Published this February was Lois McMaster Bujold’s latest addition to the Vorkosigan series, Gentleman Jole and the Red Queen. Miles Vorkosigan is one of the most charismatic ADD characters ever to appear in fiction, IMO. At 4’9”, Miles has a 12’ tall “great man’s son syndrome” (Bujold’s words), for a father who’s widely regarded as a war criminal of interplanetary scope but is actually a hero dutifully following his Emperor’s secret, tragic orders. Miles’ parents, protagonists of the first two series novels, were victims of a poison gas attack while Miles was still in the womb, leaving him with terrible physical limitations in a man’s man society where genetic mutants were often eliminated, especially those born to the highest Vor military caste of rulers. Although no one ever scored higher on Barrayar’s military academy’s written admission tests, pride and fragile bones lead Miles to fail spectacularly in physical testing, and his career as an imperial secret service interstellar mercenary admiral is launched. Miles struggles to rescue his cousin, the Emperor, from a kidnapping because the last thing Miles wants to be, with a whole galaxy to explore and a mercenary fleet at his beck and call, is heir apparent.

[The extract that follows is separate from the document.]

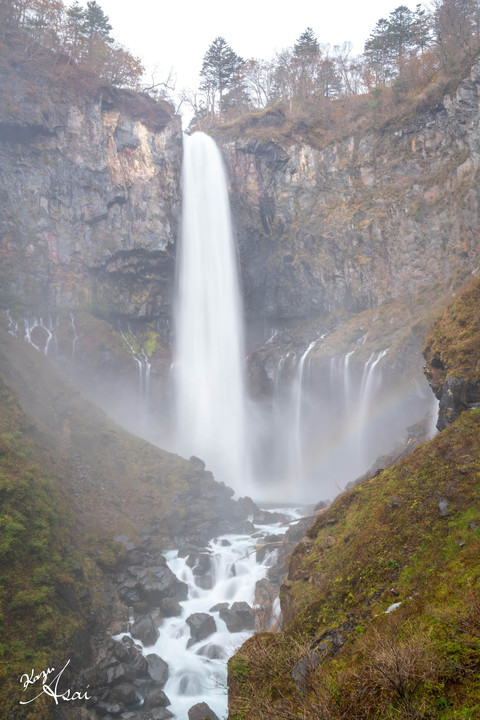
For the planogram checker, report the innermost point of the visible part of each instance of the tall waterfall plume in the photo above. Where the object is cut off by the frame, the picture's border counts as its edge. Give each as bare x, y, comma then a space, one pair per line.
209, 352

By the time we arrive at Gentleman Jole and the Red Queen, 40 years and about 16 entries into Bujold's saga, Miles is middle aged, slowed by a big family and accumulating health problems. Although Bujold has written Vorkosigan novels that are stylistically akin to mysteries, comedies of manners, and political thrillers, one feels that this book is a kind of gift to Bujold’s fans clamoring for closure. What happens to Miles’ mother, Cordelia, after his father, Aral, dies? How is Miles, as a count in the suffocating oligarchy, helping Barrayar transition to a modern, open society? Don’t read this book first; it is too liberally spiced with innumerable references to earlier adventures. Read The Warrior’s Apprentice, or Shards of Honor about Cordelia and Aral, first.

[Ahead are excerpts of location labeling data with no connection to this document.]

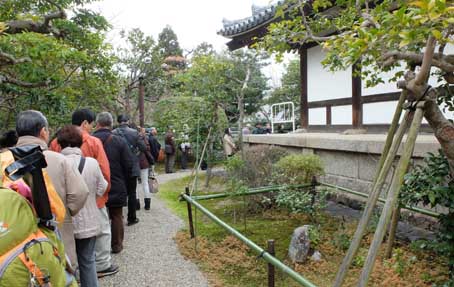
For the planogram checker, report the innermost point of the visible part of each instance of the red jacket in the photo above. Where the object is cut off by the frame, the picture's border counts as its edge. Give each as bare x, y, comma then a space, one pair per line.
92, 147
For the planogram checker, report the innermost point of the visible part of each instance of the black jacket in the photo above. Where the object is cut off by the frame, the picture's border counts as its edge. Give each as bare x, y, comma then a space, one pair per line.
155, 146
121, 164
135, 143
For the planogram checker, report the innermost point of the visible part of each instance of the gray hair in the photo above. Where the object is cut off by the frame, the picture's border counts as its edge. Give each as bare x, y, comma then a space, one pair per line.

Besides being exciting adventures with unexpected plot twists, these military space opera series question what makes a person a citizen with rights, and, less philosophically, what makes a person desirable or yucky to have sex with, or children with. Both authors conclude that neither a two-parent family nor a womb are necessary to reproduce and rear beloved babies, and they examine the ramifications of men and women deciding to conceive or clone, regardless of certain sectors of society’s views of the process.

Decades ago, Bujold foresaw that LGBT rights would quickly transform our society. She examined what happens when an extremely progressive and permissive interstellar Betan society clashes with the repressive, patriarchal, militaristic Barrayaran backwater. In a future where all technology is possible, Aral Vorkosigan can have posthumous babies with both his male lover and his wife, Cordelia. Miles must come to terms with a rogue clone with a body that might have been his had he not been poisoned in utero. “Herms” (hermaphrodites) are a minority group with full legal rights, and hermaphroditism is a choice for parents can make for their offspring.

Similarly, in Radch space, we explore what is essentially the reanimation and enslavement of conquered war dead, and the validity of feelings of starships with artificial intelligence thousands of years old and hundreds of ancillary arms broad. Through the opinions of a potentially hostile alien race, we also explore what makes a species “significant" and learn that independent thinking and feeling may be the major determinants.

Dramatizing what may be the logical extension of scientific advances that will alter societal mores and belief systems is the classic role of science fiction. The inconsistencies of galactic belief systems mirror our own, and should force us as readers to rethink our own stereotypes. These two series accomplish just that, and military space opera in general has limitless potential to imagine so much more and propel us that much further.

Call me a fan, a contemplative, sentient fan.